Scikit-learn Cheat Sheet

01Setup & Importload & split

from sklearn.model_selection import train_test_split★
The single most-imported function in sklearn.
import numpy as np, pandas as pd
sklearn expects numeric arrays or DataFrames.
pip install scikit-learn
Install (imports as sklearn).
import sklearn; sklearn.__version__
Check the installed version.
random_state=42★
Set it anywhere randomness appears, for reproducibility.

02Loading & Splitting Dataload & split

from sklearn.datasets import load_iris★
Small built-in toy datasets for practice.
fetch_california_housing()
Larger real-world datasets, downloaded on first use.
make_classification(n_samples=200, n_features=4)★
Synthetic classification data for testing.
make_regression(...) make_blobs(...)
Synthetic regression / clustering data.
train_test_split(X, y, test_size=0.2, random_state=42)★
Split into training and test sets.
train_test_split(..., stratify=y)★
Preserve class proportions in the split.

03The Estimator APIfit & inspect

model = Estimator(**params)★
Every algorithm is a class configured by hyperparameters.
model.fit(X_train, y_train)★
Learn from training data — the universal verb.
model.predict(X_test)★
Generate predictions on new data.
model.predict_proba(X_test)
Class probabilities (classifiers only).
model.score(X_test, y_test)★
Quick built-in metric (accuracy / R²).
transformer.fit_transform(X)
Fit + transform in one call (preprocessors).

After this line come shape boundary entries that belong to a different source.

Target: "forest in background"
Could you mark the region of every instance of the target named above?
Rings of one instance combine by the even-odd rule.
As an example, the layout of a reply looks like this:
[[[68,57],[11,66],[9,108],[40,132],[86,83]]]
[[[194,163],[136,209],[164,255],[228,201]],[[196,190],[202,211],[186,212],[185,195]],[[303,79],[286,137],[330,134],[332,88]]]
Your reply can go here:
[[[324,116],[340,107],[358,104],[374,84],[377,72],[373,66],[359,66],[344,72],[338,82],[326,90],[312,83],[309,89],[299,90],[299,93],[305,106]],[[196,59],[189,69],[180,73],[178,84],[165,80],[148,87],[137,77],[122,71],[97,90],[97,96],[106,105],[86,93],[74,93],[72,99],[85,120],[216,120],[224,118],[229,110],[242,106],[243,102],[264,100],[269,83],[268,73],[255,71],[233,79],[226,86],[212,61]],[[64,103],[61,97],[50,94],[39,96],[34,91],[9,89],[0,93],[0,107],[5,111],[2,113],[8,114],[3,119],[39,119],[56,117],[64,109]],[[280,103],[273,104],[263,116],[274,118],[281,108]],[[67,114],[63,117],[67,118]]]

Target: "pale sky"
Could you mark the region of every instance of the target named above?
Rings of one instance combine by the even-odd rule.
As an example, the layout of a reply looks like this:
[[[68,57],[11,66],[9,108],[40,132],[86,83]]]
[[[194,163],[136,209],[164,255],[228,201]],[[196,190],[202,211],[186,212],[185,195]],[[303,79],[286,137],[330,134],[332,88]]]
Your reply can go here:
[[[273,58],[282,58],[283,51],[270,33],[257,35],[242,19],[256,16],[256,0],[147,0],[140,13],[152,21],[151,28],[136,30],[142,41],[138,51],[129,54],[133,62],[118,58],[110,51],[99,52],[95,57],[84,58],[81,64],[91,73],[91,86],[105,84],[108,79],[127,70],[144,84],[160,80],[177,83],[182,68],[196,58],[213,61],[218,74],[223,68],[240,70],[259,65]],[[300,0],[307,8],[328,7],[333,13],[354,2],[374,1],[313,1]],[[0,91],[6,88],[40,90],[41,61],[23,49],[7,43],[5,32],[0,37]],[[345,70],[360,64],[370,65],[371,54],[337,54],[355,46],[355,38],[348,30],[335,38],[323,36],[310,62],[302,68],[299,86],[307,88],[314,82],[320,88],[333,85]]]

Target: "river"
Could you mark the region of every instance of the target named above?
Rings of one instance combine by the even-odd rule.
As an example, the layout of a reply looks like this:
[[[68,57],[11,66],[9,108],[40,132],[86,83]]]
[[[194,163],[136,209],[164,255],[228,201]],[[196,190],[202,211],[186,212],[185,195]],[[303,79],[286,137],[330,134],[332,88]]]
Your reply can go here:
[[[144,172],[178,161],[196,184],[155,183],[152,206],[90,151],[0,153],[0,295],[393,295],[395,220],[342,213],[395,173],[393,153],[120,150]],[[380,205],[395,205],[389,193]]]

04Preprocessing: Scalingpreprocess

StandardScaler()★
Zero mean, unit variance — the default choice.
MinMaxScaler()
Scale into a fixed [0, 1] range.
RobustScaler()★
Uses median/IQR — resistant to outliers.
Normalizer()
Scale each row to unit norm (not each column).
scaler.fit(X_train) → .transform(X_test)fit once
Fit only on train — never refit on test.

05Preprocessing: Encoding Categorical Datapreprocess

OneHotEncoder(handle_unknown='ignore')★
One binary column per category.
OrdinalEncoder()
Integer codes — only for genuinely ordered categories.
LabelEncoder()
Encodes the target y only, not feature columns.
pd.get_dummies() — pandas alternative
Quick one-hot outside a Pipeline.

06Preprocessing: Missing Valuespreprocess

SimpleImputer(strategy='mean')★
Fill with mean / median / most_frequent / constant.
KNNImputer(n_neighbors=5)
Fill using similar rows' values.
IterativeImputer()
Models each feature from the others (experimental).

07Feature Engineering & Selectionselect & tune

PolynomialFeatures(degree=2)
Add interaction & polynomial terms.
SelectKBest(f_classif, k=10)★
Keep the k highest-scoring features.
RFE(estimator, n_features_to_select=5)
Recursively drop the weakest feature.
VarianceThreshold()
Drop near-constant, uninformative features.
SelectFromModel(estimator)★
Keep features an already-fit model rates important.

08Pipelines & ColumnTransformerestimators / models

Pipeline([('scaler', StandardScaler()), ('clf', model)])★
Chain preprocessing + model as one estimator.
make_pipeline(StandardScaler(), model)
Same thing, with auto-named steps.
ColumnTransformer([('num', StandardScaler(), num_cols), ...])★
Different preprocessing per column group.
pipe.named_steps['clf']
Reach into a specific pipeline step.
param_grid = {'clf__C': [...]}★
Tune inside a pipeline with step__param.

09Classification Modelsestimators / models

LogisticRegression()★
Fast, interpretable linear baseline.
KNeighborsClassifier()
Vote among the k nearest training points.
SVC(kernel='rbf')
Max-margin classifier; rbf for non-linear boundaries.
DecisionTreeClassifier()
Interpretable, prone to overfitting alone.
RandomForestClassifier()★
Bagged trees — strong, low-tuning default.
GaussianNB()
Fast probabilistic baseline, good for text/small data.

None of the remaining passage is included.